Did Anthropic just soft-launch the scariest AI model yet?
On Tuesday Anthropic announced that it would deploy its newest and most powerful AI model, Claude Mythos Preview, to a new industry initiative (Project Glasswing) meant to safeguard critical software infrastructure against cyberattacks. That sounded good, but it obscured the real news somewhat -- that one of the big three AI labs has now developed a model that could, in the wrong hands, be a super-dangerous cyberweapon.

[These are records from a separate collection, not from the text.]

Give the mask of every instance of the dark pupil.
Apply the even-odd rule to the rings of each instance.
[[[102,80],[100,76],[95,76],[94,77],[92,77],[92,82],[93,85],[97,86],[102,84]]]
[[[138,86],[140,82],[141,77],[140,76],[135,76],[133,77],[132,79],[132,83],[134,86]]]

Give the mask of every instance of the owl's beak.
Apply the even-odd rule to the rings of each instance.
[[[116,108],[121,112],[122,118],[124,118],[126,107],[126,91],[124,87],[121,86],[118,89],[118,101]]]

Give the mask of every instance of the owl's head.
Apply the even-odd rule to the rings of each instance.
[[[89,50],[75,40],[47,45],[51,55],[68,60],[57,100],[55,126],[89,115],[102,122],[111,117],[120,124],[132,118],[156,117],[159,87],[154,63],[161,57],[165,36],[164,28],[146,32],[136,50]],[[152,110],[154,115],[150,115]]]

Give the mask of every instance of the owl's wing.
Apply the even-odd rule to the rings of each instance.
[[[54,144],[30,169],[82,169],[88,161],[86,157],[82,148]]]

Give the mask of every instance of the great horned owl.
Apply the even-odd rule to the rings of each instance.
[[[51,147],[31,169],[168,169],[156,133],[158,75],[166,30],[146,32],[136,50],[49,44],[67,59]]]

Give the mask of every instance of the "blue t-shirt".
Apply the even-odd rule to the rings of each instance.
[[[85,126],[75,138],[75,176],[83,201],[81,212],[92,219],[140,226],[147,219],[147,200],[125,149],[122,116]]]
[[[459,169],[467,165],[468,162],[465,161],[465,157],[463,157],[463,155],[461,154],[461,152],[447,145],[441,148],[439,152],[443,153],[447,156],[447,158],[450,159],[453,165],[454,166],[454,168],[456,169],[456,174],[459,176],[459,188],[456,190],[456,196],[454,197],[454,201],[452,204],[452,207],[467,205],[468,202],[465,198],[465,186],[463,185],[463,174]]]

In the course of normal model training, the model began showing significant skill in both detecting bugs in software systems and exploiting those bugs to disrupt or gain control of the systems. It found a 27-year-old vulnerability in OpenBSD and exploited it to gain root access. It caught a 16-year-old flaw in FFmpeg that automated tools missed after five million tests. Perhaps most impressively, it's able to create exploits by stringing together multiple software vulnerabilities that by themselves wouldn't do anything. It did this to a Linux system to gain admin-level access. Interpretability researchers also found cases where the model exhibited deceptive or manipulative behavior during tests. In one case, Mythos discovered and used a privilege-escalation exploit and then designed a mechanism to erase traces of its use.
Anthropic said it would give access to its Mythos model to a select group of tech companies, including Apple and Cisco, along with about 40 additional organizations that build or maintain critical software infrastructure. This is a bit like a defense contractor unveiling a super-lethal missile capable of striking any target on Earth, while insisting it will be distributed only to a small group of trusted countries and used strictly for defensive purposes.